By this time, you’ve probably heard a whole lot of thought, talk, and speculation about the coming revolution in intelligent machines, from self-driving cars and other robots to facial recognition systems andmore. It’s not just science fiction anymore. We really are gettingcloser to a new reality where it will be harder to tell the difference between “natural” and “artificial” intelligence.
If you’re not a computer scientist, you may not quite grasp the subtle distinctions in the various terms being thrown about (even computer scientists are occasionally confused on this point). For purposes of this article, artificial intelligence (AI) is the branch of computer science that attempts to make computers process information in the same way that humans do: not by mathematical computations but by reasoning, intuition, and pattern recognition, among others. Machine learning is the subset of AI that deals with making computers refine their processes over time to obtain better results, i.e., by making them “learn.”
Machine Learning: A Brief History
Research in machine learning actually goes back several decades, and is almost as old as the electronic digital computer itself. In the 1950s, researchers at IBM wrote a program that played checkers and “learned,” over time, what moves resulted in better outcomes than others. By the 1960s, the concept of the “neural network” was being explored. A neural network is a computer representation, of neurons and synapses, like those in the human brain. The idea is that by mimicking the way the brain is believed to establish neural connections in the process of learning, a computer could be made to do so as well. Because of the small size (compared to that of the brain) of neural networks that can be represented in a computer, results were mixed at best, despite many years of research and advances in computer performance.
By the 1990s, machine learning research had turned to enabling computers to analyze large amounts of data in an attempt to recognize patterns and “learn” expected outcomes from given inputs. This enabled, for example, IBM’s Deep Blue supercomputer to defeat world champion Garry Kasparov at chess. This approach was still mostly a brute-force examination of all possible outcomes for a given board position to determine the best move.
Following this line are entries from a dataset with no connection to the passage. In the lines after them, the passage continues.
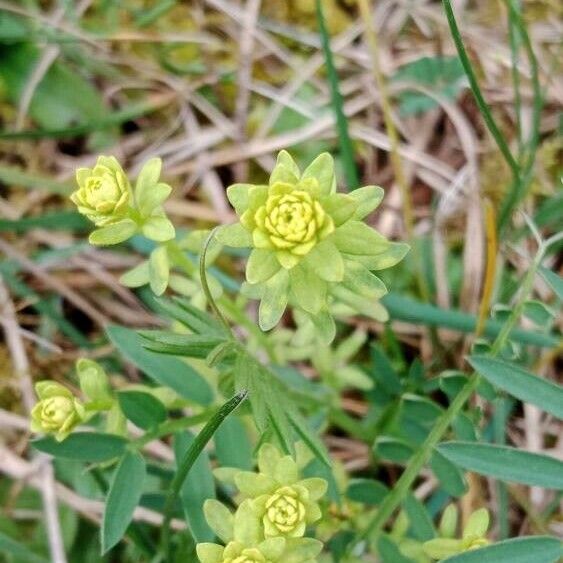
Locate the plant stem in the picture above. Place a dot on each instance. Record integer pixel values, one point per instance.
(187, 462)
(398, 171)
(420, 458)
(205, 285)
(172, 426)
Current Trends in Machine Learning
Much of the current research in machine learning is centered around the idea of “deep learning.” In this approach, the “neurons” in a neural network are organized into levels: an input level, an output level, and one or more “hidden” levels in between. The more levels there are, and the more “neurons” in each level, the greater the complexity in possible paths, or connections, between input and output. By trying different paths, the computer can arrive at different conclusions. By “training” the computer with a set of known inputs and outputs, the computer can learn to make the right conclusions regarding inputs that are similar to, but not exactly like, ones it has encountered before. This is especially useful in image processing—by “showing” the computer thousands of different images of dogs, for example, it can learn to distinguish images of dogs from images without dogs.
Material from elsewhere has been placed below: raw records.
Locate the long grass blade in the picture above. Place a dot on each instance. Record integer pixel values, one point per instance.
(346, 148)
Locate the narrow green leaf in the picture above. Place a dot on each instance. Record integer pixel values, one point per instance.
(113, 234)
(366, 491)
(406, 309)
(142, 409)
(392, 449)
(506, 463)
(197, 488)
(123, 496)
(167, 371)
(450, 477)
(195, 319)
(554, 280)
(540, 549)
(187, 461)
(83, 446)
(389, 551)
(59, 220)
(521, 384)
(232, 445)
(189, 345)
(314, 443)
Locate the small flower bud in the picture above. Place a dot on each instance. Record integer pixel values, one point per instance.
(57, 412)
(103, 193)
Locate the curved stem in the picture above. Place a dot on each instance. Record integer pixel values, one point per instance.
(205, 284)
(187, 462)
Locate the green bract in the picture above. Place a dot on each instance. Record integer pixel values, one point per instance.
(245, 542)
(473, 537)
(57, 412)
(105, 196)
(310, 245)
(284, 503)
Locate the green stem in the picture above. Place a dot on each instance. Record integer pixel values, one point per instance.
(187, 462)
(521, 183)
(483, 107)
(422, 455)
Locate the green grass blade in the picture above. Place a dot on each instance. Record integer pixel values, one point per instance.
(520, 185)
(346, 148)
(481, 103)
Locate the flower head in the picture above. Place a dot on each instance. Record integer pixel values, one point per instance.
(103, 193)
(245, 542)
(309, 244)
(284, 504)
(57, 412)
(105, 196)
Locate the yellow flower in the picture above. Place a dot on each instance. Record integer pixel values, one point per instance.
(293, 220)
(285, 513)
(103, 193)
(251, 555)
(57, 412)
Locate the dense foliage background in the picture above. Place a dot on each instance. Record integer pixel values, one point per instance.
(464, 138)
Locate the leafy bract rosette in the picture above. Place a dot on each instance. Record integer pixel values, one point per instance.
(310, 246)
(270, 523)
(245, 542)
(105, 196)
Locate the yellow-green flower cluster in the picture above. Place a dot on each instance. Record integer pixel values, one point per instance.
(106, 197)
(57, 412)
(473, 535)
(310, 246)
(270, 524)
Here at AndPlus, we have a whole new division of engineers working on these current and upcoming trends. We call it the Innovation Lab and we're building some pretty cutting-edge tech. You'll be seeing lots more on this in future blogs but we're really leading the charge in not only machine learning, but artificial intelligence and big data as well!
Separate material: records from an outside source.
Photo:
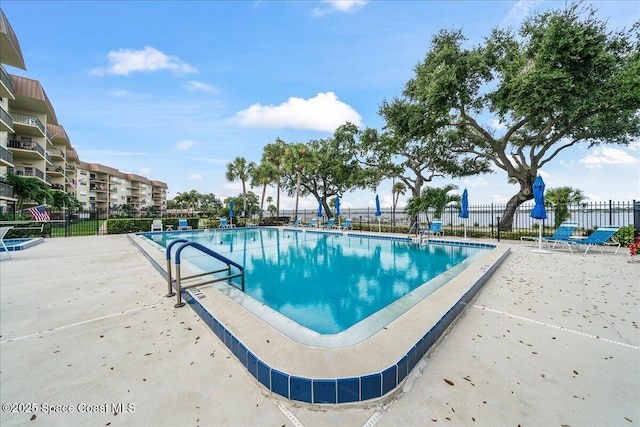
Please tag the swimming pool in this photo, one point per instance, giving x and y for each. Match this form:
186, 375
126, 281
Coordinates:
327, 282
337, 372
What Does the Future Hold?
If current trends in algorithm development and hardware performance persist, the practical applications for machine learning will soon expand dramatically. Already, deep-learning algorithms are being used to recognize objects and text in images, emotional states from facial images, and more. Consider these near-future possibilities:
- Self-driving cars that can not only recognize objects, such as pedestrians, bicycles, and animals, but predict what these objects are likely to do
- Systems that can “watch,” score, and report on sporting events
- Systems that can recognize, and neutralize, hacking attempts and fraudulent activity, even for approaches and vulnerabilities that were not previously known
- Robots that can detect your emotional state and tailor their interactions with you
This merely scratches the surface of how “intelligent” machines will aid us in the future. Computers may never think the way humans can, but they may be well-suited to tasks like these, which require a good deal more patience, persistence, or speed than most humans can muster. Stand by for some exciting AI developments.